The goal and how the initiative came about
"We're looking to create speech output for as many languages as possible," said Suresh Bazaj, founder of the Hear2Read project, which is based in the San Francisco Bay area.
While TTS software is commonplace in the USA and many parts of the world, Bazaj found that good quality TTS for Indian languages is difficult to find, use or afford. Yet the need is great — only 10 percent of blind children in India get any education, and 90 percent of visually impaired Indians live in poverty.
Alan Black, professor from the School of Computer Science's Language Technologies Institute (LTI) noted that making the app free, open-source software was their key goal.
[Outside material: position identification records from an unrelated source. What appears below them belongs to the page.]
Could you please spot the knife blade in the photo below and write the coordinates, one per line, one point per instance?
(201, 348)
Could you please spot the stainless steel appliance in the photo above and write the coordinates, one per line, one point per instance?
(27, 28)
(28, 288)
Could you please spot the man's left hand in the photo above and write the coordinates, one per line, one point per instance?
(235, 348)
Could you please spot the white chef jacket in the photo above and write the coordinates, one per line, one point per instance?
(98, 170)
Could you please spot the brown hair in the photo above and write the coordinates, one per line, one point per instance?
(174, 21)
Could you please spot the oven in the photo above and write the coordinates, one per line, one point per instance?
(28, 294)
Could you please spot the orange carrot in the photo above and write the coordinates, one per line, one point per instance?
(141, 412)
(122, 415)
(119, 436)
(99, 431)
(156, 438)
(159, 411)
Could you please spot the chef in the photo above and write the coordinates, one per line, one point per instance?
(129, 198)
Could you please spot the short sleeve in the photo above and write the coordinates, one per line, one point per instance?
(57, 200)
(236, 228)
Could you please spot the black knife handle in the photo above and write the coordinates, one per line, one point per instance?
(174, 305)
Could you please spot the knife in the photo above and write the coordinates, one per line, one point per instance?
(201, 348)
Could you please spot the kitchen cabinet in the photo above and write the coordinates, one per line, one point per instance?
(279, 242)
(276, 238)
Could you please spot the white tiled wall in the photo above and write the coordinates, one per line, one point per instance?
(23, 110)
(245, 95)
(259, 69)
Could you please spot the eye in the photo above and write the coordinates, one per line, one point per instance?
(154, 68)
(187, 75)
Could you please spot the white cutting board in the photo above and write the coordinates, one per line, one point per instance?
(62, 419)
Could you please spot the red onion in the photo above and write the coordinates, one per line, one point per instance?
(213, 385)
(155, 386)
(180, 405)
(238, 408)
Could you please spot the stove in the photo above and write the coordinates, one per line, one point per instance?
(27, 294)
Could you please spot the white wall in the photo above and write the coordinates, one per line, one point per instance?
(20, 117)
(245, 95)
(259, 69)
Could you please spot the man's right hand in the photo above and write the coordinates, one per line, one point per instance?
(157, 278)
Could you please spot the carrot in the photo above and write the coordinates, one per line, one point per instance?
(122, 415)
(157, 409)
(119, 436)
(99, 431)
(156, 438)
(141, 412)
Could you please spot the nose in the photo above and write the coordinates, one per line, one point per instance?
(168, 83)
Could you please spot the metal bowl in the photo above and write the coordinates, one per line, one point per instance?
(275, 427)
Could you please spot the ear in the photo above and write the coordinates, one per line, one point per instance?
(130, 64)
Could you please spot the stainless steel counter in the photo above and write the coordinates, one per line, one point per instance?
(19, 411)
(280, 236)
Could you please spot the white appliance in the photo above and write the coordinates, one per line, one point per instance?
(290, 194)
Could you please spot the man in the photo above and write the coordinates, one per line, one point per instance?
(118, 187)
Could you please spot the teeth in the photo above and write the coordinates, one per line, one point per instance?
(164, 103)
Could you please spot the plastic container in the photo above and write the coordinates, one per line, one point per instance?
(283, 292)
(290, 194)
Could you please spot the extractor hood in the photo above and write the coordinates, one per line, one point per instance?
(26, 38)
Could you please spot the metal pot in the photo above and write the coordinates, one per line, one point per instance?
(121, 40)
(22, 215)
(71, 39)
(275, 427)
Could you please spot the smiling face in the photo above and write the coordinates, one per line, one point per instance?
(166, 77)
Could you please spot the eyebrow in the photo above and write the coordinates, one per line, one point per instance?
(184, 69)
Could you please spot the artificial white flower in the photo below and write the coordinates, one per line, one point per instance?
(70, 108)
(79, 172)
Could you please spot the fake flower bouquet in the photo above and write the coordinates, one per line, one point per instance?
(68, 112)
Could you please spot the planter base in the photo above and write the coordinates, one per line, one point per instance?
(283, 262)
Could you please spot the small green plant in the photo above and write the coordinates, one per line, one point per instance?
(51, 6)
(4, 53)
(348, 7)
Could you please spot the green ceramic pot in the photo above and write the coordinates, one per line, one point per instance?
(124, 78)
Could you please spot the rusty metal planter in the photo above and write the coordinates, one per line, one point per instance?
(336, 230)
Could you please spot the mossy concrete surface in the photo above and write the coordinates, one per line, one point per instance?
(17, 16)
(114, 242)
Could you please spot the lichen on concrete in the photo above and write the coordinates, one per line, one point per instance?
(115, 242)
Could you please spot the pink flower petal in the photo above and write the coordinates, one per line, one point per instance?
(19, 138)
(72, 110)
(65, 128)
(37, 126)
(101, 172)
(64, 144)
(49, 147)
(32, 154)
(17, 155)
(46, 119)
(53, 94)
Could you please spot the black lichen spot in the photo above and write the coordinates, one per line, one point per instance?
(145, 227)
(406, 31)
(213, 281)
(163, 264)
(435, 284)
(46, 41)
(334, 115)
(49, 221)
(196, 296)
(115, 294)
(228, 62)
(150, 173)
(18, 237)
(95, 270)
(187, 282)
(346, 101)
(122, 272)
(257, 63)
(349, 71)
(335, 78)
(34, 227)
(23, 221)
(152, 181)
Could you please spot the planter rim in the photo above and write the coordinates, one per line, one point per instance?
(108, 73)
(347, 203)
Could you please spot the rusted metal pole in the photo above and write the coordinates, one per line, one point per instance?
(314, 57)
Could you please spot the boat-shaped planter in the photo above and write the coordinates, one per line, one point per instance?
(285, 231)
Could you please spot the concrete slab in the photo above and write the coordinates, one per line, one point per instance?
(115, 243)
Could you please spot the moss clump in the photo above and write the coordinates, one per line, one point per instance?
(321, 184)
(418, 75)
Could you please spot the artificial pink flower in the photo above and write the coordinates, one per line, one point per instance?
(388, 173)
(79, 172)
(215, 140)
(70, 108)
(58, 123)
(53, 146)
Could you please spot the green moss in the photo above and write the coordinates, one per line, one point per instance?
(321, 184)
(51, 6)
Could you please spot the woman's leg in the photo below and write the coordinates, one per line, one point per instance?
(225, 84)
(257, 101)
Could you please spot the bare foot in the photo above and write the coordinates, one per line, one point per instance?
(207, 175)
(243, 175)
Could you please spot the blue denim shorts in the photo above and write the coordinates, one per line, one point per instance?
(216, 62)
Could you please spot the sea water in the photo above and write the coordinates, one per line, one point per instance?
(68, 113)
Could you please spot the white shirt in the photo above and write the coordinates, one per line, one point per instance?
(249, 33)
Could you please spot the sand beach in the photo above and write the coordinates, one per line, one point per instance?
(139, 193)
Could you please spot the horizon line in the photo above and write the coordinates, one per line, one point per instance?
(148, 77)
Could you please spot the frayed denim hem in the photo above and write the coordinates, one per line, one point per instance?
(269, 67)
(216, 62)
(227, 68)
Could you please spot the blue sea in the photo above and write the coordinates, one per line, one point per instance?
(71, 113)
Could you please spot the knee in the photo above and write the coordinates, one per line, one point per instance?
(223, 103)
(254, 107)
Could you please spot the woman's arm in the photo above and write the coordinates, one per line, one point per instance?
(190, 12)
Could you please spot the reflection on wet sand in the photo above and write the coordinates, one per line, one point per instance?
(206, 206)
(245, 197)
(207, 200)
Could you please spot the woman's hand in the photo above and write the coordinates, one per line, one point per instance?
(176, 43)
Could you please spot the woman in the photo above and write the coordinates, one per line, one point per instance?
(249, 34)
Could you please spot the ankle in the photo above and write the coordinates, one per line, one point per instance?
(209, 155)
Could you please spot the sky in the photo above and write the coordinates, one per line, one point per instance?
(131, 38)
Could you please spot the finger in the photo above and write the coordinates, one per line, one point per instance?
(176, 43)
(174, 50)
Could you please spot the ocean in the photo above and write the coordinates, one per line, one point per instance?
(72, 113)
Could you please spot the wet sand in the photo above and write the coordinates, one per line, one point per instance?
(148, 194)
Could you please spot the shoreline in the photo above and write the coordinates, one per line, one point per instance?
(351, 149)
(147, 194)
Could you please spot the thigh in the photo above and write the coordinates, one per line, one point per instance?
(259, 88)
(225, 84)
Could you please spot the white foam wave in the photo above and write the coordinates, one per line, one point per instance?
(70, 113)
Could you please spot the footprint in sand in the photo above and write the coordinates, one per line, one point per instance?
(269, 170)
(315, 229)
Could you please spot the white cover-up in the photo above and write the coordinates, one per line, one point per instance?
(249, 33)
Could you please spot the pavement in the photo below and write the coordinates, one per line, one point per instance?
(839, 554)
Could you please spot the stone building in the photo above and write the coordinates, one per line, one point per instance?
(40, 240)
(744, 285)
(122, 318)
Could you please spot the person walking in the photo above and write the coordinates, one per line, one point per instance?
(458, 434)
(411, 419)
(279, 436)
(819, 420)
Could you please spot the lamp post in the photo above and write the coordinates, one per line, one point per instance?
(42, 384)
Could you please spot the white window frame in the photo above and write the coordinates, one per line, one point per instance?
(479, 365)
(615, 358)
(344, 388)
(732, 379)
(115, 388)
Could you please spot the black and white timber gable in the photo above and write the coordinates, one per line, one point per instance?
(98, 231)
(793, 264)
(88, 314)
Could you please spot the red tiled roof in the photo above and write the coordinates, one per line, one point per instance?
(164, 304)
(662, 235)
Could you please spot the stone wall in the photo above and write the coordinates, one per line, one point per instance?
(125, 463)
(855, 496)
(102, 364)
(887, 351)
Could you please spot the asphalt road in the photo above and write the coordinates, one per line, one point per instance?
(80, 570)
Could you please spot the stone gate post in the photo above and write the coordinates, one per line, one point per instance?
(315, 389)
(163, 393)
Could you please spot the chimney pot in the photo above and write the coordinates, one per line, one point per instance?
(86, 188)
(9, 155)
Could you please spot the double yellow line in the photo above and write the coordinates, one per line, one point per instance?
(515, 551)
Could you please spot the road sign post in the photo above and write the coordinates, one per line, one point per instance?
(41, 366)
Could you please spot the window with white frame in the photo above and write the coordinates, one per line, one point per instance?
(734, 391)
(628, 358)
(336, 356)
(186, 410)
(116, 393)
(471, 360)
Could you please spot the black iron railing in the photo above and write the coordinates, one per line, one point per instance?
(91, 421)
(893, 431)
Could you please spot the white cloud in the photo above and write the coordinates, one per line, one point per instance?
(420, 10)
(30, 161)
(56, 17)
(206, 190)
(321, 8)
Bazaj met Black, a scientist internationally known for his work in speech synthesis, through a former student of Black's two years ago and recruited him to the project. While LTI had the knowledge and tools for creating TTS software, the Hear2Read project inspired Black and his students to develop a system to do so repeatedly and efficiently, and for producing user-friendly software.
How it works
The system developed by Black's research team enables the creation of a baseline TTS system after recording 2-3 hours of clear, consistent speech from a native speaker. The open-source text read by the speaker comes from various sources such as Wikisource, books and periodicals.
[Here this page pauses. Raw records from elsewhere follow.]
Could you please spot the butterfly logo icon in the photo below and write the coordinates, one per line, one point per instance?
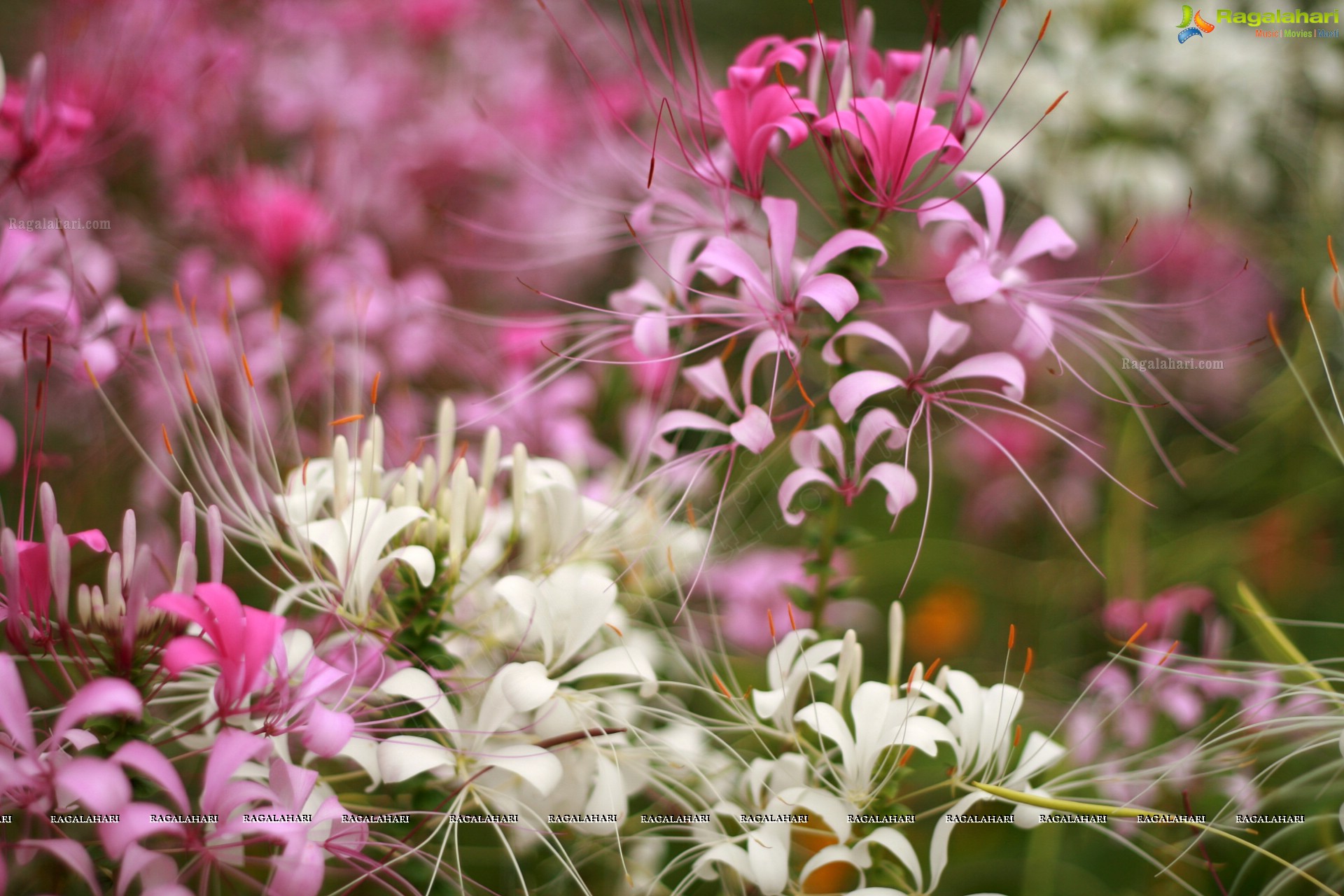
(1191, 24)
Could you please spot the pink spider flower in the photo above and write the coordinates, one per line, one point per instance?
(232, 798)
(273, 218)
(776, 292)
(752, 112)
(239, 641)
(895, 137)
(986, 272)
(945, 337)
(35, 571)
(753, 429)
(38, 136)
(824, 447)
(655, 311)
(39, 777)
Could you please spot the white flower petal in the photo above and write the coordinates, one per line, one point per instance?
(403, 757)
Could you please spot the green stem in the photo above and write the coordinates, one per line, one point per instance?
(825, 555)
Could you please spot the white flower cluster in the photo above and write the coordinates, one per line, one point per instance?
(1148, 118)
(847, 774)
(538, 710)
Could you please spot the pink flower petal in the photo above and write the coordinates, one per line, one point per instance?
(328, 732)
(755, 430)
(857, 388)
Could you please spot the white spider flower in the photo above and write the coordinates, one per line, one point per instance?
(881, 722)
(356, 546)
(477, 738)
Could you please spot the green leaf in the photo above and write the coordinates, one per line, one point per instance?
(1273, 643)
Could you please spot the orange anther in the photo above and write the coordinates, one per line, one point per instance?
(1138, 631)
(1170, 652)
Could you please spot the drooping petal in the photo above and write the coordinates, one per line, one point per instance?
(839, 245)
(534, 764)
(14, 704)
(140, 757)
(722, 261)
(403, 757)
(99, 785)
(526, 685)
(1043, 235)
(711, 382)
(832, 292)
(806, 448)
(673, 421)
(327, 731)
(875, 424)
(999, 365)
(651, 335)
(615, 662)
(755, 430)
(793, 484)
(972, 281)
(857, 388)
(416, 684)
(866, 330)
(827, 722)
(899, 484)
(766, 343)
(100, 697)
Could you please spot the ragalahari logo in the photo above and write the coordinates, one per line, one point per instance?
(1191, 24)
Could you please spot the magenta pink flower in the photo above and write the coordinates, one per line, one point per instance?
(895, 139)
(752, 429)
(223, 793)
(274, 219)
(239, 641)
(986, 272)
(945, 336)
(776, 293)
(752, 112)
(38, 136)
(34, 571)
(824, 447)
(42, 777)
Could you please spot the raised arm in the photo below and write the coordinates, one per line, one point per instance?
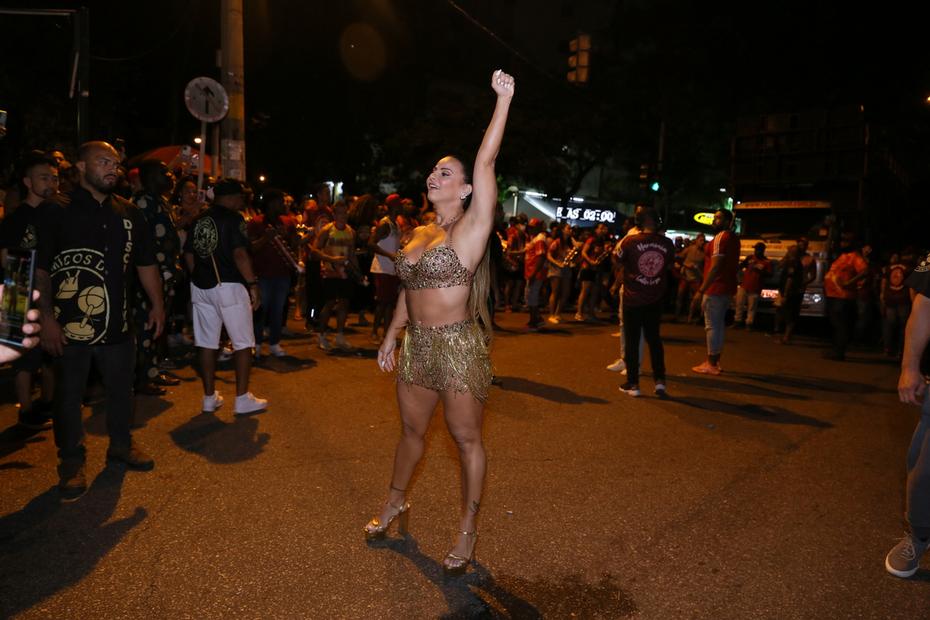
(479, 218)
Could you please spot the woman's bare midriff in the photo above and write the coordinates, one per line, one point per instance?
(437, 306)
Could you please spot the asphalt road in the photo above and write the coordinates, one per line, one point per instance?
(773, 491)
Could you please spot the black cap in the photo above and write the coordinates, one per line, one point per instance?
(228, 187)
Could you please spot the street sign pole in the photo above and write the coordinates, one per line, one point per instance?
(203, 156)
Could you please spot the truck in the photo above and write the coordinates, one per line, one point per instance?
(780, 225)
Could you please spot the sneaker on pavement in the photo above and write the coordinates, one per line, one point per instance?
(166, 380)
(706, 368)
(71, 480)
(617, 365)
(212, 402)
(630, 388)
(904, 559)
(132, 455)
(247, 403)
(34, 420)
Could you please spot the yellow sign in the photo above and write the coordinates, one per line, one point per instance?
(784, 204)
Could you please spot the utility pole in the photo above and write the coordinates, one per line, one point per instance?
(232, 69)
(81, 82)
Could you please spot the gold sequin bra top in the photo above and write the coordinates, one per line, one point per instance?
(438, 267)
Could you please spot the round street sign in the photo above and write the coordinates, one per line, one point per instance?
(206, 99)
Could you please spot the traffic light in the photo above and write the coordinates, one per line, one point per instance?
(644, 174)
(579, 58)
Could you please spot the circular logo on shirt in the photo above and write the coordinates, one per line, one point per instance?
(651, 263)
(896, 277)
(29, 238)
(205, 237)
(81, 301)
(924, 264)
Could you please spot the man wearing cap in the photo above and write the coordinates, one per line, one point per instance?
(721, 265)
(86, 254)
(754, 268)
(535, 269)
(224, 293)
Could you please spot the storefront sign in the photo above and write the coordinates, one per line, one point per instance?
(605, 216)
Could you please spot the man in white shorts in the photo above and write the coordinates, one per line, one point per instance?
(224, 293)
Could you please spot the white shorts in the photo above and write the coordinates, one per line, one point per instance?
(227, 304)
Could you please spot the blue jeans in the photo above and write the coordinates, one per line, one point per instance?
(715, 314)
(918, 475)
(271, 312)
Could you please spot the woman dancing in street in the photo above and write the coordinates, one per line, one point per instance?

Bazaj said to CMU,"Each language is different and historically TTS systems have been done one at a time. We looked at the commonalities of Indian languages and developed tools to apply the same technology to multiple languages."
Though a machine learning process to create voice databases requires large-scale computing, the resulting database for each language is relatively small and can run on low-end Android phones or tablets that retail for under $100 (Rs 7,000). CMU and Hear2Read found that the cost threshold was within guidelines established by the Government of India's Assistance for Disabled Persons programme, which helps people with disabilities purchase assistive devices based on income.
The conversion from text to speech is done in real-time without internet access as most people in India either do not have continuous internet access or cannot afford it.
The Hear2Read app works with the Android Talkback accessibility option that allows people with low vision to use different baisc applications like web browsers, email, SMS, phone calls, word processors, spreadsheets and book readers.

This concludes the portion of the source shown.